States would set own rules under Trump emissions plan

From Power Magazine

A report from POLITICO says the Trump administration’s rollback of the Obama-era Clean Power Plan (CPP) would give individual states more leeway to set their own rules governing emissions from power plants.

POLITICO, which covers politics and policy both in the U.S. and internationally, said its review of a draft document, and information from a source who has read other parts of the draft, shows the administration would offer regulations that “would do far less to reduce the greenhouse gas emissions that are warming the planet.”

POLITICO’s report released on August 14 says the Environmental Protection Agency (EPA) has acknowledged that carbon emissions and other pollutants from power plants would be higher under the new proposal.

The Clean Power Plan was designed as a way to move the U.S. away from coal-fired power generation and toward less-polluting sources such as wind, solar, and natural gas, as it sought to cut U.S. carbon dioxide emissions to 32% below 2005 levels by 2030. It was proposed by Obama’s EPA in June 2014, with a final version of the plan published in the Federal Register in October 2015.

Challenges to the CPP

The plan was immediately challenged by several lawmakers on Capitol Hill, and within days of being published 27 states—mostly those dependent on coal-fired power and the coal industry—petitioned the U.S. Court of Appeals for the District of Columbia Circuit for an emergency stay.

Detractors argued the costs of the CPP would outweigh its benefits. Jordan McGillis, a policy analyst for the Institute for Energy Research in Washington, D.C., in a commentary in POWER magazine in December 2017 said the CPP would increase electricity costs for U.S. consumers and would have “a negligible effect on global warming.”

The U.S. Supreme Court issued a stay against the rule in February 2016, ordering the rule not be implemented until the merits of the case against it were decided. A decision in the case has not been reached and the CPP has never taken effect.

Trump has been a vocal opponent of the CPP. Scott Pruitt, his EPA administrator who stepped down earlier this year amid investigations into alleged ethics violations, sued the agency over the rule during his time as Oklahoma’s attorney general. The president during his campaign said he would rescind the rule and also pull the U.S. out of the Paris climate agreement, which he has done.

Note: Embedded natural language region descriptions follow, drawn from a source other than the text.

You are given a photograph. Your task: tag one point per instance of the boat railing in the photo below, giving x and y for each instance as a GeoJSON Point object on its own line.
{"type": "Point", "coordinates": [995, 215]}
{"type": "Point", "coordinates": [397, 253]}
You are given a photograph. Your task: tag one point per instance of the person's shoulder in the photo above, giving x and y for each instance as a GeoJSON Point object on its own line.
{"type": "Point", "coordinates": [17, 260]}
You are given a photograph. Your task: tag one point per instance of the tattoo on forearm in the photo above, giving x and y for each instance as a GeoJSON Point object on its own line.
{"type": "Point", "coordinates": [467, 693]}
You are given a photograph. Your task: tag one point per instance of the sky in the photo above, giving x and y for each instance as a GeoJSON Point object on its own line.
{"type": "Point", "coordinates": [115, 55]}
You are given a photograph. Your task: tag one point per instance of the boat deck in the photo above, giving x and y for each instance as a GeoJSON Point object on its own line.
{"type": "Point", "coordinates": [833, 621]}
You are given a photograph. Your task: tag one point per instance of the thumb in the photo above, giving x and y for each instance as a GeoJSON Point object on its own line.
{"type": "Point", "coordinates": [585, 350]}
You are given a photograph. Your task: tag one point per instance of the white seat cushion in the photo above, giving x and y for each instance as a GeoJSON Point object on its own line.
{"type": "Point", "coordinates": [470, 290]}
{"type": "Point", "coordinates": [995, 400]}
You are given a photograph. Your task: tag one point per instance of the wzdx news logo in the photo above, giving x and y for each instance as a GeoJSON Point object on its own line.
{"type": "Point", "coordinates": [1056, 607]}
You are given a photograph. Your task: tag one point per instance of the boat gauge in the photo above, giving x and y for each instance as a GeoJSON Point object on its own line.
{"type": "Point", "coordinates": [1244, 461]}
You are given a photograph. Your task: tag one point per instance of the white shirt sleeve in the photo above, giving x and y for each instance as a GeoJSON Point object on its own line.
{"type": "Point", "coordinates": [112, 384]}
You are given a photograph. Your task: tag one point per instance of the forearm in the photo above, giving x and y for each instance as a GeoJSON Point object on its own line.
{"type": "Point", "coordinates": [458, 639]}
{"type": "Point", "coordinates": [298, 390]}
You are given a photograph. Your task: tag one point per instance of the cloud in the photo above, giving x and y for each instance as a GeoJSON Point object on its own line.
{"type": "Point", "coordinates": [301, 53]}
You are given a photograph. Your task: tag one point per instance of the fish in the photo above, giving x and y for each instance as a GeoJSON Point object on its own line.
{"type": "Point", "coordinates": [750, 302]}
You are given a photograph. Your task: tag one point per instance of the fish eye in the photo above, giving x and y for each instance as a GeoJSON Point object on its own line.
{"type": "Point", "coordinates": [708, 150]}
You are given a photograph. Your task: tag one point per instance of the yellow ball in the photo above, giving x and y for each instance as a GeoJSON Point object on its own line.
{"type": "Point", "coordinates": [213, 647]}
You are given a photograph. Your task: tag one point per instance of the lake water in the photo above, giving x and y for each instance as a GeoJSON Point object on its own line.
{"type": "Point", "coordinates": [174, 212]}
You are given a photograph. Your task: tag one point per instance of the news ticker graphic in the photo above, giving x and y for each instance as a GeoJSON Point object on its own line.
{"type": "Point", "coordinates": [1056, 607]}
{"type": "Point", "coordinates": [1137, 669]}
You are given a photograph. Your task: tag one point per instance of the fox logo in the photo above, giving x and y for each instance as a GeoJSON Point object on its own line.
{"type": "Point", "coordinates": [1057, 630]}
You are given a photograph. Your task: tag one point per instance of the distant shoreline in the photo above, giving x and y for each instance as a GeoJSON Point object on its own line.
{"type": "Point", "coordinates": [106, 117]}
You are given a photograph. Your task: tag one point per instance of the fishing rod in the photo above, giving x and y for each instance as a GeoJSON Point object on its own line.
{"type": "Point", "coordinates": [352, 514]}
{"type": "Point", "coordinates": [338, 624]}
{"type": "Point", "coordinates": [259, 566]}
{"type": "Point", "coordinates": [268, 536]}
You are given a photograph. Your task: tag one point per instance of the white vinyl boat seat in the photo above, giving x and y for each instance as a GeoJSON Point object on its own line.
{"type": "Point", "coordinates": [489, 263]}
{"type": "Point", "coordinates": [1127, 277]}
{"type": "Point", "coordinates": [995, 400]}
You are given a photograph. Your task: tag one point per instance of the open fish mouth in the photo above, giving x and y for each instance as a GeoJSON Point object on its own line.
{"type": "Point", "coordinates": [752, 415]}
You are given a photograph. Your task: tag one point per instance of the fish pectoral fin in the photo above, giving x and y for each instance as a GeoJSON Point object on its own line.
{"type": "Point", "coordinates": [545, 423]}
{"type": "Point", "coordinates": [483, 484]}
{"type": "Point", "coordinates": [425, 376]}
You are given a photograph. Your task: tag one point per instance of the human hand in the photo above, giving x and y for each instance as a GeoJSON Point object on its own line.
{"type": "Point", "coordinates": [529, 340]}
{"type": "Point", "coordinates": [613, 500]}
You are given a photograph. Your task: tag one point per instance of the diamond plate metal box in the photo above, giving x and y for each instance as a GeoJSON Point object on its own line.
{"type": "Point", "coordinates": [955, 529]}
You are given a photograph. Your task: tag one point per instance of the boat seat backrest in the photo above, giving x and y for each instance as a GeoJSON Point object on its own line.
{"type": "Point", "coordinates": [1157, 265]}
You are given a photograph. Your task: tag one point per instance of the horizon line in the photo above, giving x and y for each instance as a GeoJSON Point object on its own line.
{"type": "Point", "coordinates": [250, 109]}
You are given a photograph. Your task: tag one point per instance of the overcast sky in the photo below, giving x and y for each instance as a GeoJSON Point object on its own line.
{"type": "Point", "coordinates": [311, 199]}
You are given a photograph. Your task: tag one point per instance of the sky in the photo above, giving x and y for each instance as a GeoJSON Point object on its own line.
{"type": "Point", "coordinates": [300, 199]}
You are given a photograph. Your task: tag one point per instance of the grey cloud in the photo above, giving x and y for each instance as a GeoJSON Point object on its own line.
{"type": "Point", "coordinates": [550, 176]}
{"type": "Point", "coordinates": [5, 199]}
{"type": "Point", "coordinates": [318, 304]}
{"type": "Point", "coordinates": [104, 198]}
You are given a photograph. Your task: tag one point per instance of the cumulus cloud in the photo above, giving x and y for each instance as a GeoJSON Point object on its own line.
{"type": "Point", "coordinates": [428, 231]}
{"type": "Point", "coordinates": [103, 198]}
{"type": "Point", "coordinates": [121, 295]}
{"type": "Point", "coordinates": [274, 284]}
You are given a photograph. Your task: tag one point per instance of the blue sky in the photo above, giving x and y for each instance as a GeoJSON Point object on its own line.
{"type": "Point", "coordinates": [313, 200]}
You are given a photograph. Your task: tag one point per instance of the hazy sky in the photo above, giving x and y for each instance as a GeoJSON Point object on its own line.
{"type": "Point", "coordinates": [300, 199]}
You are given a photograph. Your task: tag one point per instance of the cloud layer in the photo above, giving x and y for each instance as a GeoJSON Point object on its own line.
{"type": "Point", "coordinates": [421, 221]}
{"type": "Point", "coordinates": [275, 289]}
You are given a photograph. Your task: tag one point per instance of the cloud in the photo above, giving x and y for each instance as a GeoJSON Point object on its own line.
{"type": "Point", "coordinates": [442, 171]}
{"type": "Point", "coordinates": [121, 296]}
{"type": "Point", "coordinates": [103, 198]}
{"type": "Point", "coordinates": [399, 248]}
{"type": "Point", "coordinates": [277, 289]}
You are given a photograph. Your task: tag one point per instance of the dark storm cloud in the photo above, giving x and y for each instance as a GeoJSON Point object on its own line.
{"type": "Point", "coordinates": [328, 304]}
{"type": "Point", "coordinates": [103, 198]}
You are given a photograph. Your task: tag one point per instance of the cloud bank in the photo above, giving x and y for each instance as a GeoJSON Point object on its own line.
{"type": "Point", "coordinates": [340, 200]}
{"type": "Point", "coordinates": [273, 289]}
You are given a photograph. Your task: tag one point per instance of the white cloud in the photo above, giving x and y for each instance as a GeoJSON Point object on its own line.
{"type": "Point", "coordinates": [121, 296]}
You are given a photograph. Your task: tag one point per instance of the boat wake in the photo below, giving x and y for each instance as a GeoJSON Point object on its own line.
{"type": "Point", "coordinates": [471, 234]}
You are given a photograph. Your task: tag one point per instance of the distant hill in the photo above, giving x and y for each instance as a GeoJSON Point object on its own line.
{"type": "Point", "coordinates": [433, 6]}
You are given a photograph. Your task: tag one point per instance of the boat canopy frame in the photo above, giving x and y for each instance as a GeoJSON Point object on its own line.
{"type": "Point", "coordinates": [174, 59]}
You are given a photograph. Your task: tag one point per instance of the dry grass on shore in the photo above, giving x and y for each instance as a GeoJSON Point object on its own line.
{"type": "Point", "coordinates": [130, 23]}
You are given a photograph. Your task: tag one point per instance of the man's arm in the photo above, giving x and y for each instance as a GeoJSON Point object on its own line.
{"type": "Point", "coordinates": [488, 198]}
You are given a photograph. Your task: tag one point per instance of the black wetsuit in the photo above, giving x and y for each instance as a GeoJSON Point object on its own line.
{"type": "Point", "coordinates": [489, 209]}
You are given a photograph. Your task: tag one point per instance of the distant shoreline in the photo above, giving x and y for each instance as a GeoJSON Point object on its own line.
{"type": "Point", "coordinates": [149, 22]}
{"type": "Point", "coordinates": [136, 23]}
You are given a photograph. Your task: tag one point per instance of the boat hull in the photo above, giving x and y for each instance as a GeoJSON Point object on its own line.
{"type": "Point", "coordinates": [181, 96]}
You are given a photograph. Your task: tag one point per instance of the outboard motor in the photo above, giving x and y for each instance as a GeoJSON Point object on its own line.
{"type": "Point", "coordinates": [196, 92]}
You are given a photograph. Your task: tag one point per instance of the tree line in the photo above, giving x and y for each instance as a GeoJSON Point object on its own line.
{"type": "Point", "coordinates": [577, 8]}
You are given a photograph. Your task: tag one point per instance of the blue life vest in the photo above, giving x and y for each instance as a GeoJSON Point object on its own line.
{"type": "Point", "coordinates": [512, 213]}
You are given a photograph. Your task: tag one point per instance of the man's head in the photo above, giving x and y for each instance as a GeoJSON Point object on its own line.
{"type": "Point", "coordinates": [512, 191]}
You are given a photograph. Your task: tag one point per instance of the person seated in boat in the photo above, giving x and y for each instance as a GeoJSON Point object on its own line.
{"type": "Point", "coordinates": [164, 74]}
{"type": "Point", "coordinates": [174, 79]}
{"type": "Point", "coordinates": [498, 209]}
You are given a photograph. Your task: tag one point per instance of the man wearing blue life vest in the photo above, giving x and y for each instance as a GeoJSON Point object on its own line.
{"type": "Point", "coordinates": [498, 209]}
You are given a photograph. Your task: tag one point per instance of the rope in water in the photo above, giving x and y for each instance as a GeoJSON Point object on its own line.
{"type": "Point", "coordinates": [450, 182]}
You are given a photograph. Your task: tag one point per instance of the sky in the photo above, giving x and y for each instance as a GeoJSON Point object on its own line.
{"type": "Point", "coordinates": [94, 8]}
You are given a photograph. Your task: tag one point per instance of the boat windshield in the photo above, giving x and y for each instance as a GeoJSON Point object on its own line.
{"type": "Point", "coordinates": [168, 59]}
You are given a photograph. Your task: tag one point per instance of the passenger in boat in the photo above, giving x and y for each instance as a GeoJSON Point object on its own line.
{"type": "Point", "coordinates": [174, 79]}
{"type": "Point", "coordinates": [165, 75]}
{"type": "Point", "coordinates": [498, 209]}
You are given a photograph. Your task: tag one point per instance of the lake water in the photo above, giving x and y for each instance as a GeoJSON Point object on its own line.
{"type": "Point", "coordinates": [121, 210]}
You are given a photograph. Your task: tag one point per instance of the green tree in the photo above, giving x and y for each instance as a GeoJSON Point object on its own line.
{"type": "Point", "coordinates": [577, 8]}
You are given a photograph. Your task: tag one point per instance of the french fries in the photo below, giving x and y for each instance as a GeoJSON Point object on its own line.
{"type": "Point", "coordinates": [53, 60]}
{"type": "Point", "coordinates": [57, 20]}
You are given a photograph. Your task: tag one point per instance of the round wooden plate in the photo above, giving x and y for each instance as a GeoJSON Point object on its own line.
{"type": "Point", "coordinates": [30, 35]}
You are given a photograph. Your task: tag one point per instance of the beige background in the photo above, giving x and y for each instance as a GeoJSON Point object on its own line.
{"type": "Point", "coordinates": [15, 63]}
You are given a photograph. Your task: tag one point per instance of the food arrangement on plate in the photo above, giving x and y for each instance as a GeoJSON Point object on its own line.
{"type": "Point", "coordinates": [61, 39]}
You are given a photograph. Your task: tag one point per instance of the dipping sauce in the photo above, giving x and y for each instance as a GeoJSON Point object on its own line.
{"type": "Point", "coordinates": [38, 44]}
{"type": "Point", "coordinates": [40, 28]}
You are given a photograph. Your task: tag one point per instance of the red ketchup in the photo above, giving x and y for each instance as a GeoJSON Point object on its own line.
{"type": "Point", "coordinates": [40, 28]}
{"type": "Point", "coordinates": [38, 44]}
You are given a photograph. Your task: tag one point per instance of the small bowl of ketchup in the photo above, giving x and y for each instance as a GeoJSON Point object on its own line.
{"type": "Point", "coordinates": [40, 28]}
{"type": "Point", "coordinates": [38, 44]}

Janet McCabe, a senior law fellow with the Environmental Law & Policy Center who oversaw air regulations for Obama’s EPA, told POLITICO that Trump’s proposal would be “another, more official, sign that the government of the United States is not committed to climate policy.” McCabe said based on her knowledge of the proposal, it would offer “a significant amount of discretion to states to decide that nothing at all needs to be done.”